Related: UK Skilled Worker visa · UK visa costs.
Switching from non-NHS sponsor to NHS during visa
Care home and private healthcare workers sometimes switch to NHS Trusts during their visa for better stability. Process: new sponsor (NHS Trust) issues new CoS, you submit a new visa application from inside the UK. Standard fee + biometrics, IHS exemption applies (already exempt). 8 weeks standard processing.
Many international nurses use this pattern: arrive on care agency sponsor for first 1–2 years to gain UK experience and registration, then switch to a permanent NHS post for years 3–5 leading to ILR. NHS Trusts typically require NMC registration completed before switch.
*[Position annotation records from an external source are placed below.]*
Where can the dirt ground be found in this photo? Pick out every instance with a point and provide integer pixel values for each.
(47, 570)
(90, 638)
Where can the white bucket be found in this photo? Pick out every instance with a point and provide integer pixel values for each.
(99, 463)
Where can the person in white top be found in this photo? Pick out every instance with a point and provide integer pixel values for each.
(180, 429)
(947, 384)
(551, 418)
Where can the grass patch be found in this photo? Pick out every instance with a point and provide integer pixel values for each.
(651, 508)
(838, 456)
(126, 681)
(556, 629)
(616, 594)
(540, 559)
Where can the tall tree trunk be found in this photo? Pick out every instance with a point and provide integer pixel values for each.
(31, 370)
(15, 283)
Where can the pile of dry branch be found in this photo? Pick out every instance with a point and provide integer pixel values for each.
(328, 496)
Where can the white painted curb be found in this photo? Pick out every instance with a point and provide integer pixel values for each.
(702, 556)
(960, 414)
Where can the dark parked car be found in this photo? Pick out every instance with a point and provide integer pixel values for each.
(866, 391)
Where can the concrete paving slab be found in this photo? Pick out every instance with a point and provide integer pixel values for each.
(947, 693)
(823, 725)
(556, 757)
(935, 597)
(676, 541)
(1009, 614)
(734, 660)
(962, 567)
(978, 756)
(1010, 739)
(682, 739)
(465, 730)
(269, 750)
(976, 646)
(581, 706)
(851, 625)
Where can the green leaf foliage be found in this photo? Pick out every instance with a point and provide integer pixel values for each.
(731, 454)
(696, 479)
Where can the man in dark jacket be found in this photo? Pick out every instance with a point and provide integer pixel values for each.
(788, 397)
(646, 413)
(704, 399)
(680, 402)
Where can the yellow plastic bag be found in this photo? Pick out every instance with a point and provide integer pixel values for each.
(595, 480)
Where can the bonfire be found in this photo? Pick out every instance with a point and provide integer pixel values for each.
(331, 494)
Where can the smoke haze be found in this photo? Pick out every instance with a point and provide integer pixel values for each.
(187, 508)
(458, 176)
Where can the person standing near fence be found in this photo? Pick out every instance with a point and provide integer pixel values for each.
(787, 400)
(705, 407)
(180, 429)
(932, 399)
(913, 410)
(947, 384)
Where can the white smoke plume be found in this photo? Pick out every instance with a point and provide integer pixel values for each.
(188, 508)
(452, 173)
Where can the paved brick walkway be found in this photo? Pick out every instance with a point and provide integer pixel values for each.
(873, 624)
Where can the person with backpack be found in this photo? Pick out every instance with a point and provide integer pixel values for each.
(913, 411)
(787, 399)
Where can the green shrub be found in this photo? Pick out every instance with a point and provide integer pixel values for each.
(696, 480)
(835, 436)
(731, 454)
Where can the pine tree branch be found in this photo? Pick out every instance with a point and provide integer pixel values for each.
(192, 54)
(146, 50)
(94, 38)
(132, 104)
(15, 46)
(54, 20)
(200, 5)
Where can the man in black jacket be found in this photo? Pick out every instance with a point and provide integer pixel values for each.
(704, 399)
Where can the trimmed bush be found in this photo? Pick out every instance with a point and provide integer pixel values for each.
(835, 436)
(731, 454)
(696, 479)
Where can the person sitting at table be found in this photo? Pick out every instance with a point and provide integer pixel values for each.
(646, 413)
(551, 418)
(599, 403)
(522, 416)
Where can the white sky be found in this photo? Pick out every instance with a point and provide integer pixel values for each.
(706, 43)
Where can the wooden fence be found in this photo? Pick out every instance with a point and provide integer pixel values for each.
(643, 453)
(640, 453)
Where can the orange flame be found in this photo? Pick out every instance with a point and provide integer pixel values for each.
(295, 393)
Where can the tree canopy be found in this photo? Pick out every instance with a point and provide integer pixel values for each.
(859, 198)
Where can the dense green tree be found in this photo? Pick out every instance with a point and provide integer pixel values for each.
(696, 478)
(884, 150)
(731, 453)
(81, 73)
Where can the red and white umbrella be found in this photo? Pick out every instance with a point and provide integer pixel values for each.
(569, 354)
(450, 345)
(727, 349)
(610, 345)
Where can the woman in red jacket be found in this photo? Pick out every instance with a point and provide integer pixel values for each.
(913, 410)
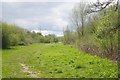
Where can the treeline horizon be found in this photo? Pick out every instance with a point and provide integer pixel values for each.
(13, 35)
(94, 29)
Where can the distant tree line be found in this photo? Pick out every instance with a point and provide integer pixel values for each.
(13, 35)
(94, 28)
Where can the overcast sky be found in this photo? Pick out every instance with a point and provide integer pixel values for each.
(49, 16)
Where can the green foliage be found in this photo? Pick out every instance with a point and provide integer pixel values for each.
(100, 34)
(13, 35)
(56, 61)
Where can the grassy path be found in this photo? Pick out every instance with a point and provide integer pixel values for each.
(54, 60)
Career milestones for international healthcare workers in UK
First year focuses on registration completion (NMC, GMC, GPhC) and induction at sponsoring Trust. Years 2–3 typically progress through Band 5 to 6 for nurses, FY1 to specialty selection for doctors. Years 4–5 build toward ILR while progressing professionally. Many international clinicians use the visa period to also work toward UK-recognised post-graduate qualifications: MRCP for physicians, MRCS for surgeons, RCN advanced practice for nurses. These open doors to consultant or advanced practitioner roles long-term.